Streaming Detection of Queried Event Start
Cristobal Eyzaguirre, Eric Tang, Shyamal Buch, Adrien Gaidon, Jiajun Wu, Juan Carlos Niebles
NeurIPS (Datasets and Benchmarks Track), 2024

[paper][website]

We propose a novel task for multimodal video understanding, where the goal is to identify the beginning of a complex event as described by a natural language query, with high accuracy and low latency. We introduce a new benchmark based on the Ego4D dataset, as well as new task-specific metrics to study streaming multimodal detection of diverse events in an egocentric video setting.

How Would The Viewer Feel?
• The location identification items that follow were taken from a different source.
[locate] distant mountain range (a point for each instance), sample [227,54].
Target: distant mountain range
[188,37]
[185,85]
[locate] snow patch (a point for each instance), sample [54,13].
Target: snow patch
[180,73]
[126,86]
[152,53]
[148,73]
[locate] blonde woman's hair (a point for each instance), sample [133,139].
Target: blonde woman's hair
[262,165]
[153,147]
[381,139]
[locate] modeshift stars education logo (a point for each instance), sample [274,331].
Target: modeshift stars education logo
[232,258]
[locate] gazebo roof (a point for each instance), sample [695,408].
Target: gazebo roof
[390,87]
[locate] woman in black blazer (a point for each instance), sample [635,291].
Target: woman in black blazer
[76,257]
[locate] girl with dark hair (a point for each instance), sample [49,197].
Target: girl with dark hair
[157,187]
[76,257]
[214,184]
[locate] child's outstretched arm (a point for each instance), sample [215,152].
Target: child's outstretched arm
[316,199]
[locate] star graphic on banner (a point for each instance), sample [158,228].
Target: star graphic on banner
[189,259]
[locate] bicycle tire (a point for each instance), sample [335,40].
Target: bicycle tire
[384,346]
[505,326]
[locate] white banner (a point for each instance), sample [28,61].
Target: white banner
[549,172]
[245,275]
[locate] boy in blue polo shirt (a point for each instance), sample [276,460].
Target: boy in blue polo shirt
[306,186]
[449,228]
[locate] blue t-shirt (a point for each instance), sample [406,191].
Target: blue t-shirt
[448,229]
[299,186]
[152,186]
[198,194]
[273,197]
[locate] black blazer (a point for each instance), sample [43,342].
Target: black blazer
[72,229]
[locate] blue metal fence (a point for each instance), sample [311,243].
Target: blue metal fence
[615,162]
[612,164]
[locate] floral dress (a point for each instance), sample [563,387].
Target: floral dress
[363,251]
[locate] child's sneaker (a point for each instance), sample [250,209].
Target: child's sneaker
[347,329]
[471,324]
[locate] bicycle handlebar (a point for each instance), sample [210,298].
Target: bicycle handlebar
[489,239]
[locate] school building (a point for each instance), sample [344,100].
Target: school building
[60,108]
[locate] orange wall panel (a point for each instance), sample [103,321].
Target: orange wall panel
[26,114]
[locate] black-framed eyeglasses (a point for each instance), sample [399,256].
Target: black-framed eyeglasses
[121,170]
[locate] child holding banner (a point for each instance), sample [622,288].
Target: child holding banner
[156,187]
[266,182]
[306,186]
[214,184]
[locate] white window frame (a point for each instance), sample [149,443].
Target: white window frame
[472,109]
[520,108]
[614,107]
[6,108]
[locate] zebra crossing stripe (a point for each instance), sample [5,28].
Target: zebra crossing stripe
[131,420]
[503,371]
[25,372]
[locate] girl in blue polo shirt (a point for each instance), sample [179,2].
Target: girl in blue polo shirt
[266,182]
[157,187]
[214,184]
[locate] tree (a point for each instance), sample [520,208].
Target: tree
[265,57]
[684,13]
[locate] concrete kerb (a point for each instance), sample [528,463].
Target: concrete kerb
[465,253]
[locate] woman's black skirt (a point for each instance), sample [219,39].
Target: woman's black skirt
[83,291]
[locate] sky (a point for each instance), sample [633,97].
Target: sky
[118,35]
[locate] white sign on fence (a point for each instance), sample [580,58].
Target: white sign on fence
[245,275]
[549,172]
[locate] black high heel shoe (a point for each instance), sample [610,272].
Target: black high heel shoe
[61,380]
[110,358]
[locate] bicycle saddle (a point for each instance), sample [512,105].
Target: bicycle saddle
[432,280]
Estimating Wellbeing From Video Scenarios
Mantas Mazeika*, Eric Tang*, Andy Zou, Steven Basart, Jun Shern Chen, Dawn Song, David Forsyth, Jacob Steinhardt, Dan Hendrycks
NeurIPS (Datasets and Benchmarks Track), 2022 (Oral)

[paper][code]

Introduces the VCE and V2V datasets for understanding emotional response and viewer wellbeing for video data.

Measuring Mathematical Problem Solving with the MATH Dataset
Dan Hendrycks, Collin Burns, Saurav Kadavath, Akul Arora, Steven Basart, Eric Tang, Dawn Song, Jacob Steinhardt
NeurIPS (Datasets and Benchmarks Track), 2021

[paper][code]

Introduces the MATH dataset for measuring mathmatical reasoning in large language models, and the AMPS dataset for pretraining.

Imaging Reconfigurable Molecular Concentration on a Graphene Field-Effect Transistor
Franklin Liou, Hsin-Zon Tsai, Andrew S Aikawa, Kyler C Natividad, Eric Tang, Ethan Ha, Alexander Riss, Kenji Watanabe, Takashi Taniguchi, Johannes Lischner, Alex Zettl, Michael F Crommie
Nano Letters, 2021

[paper]

Uses scanning tunneling microscopy to demonstrate that molecules deposited onto graphene field-effect transistors (FETs) exhibit reversible, electrically tunable surface concentration.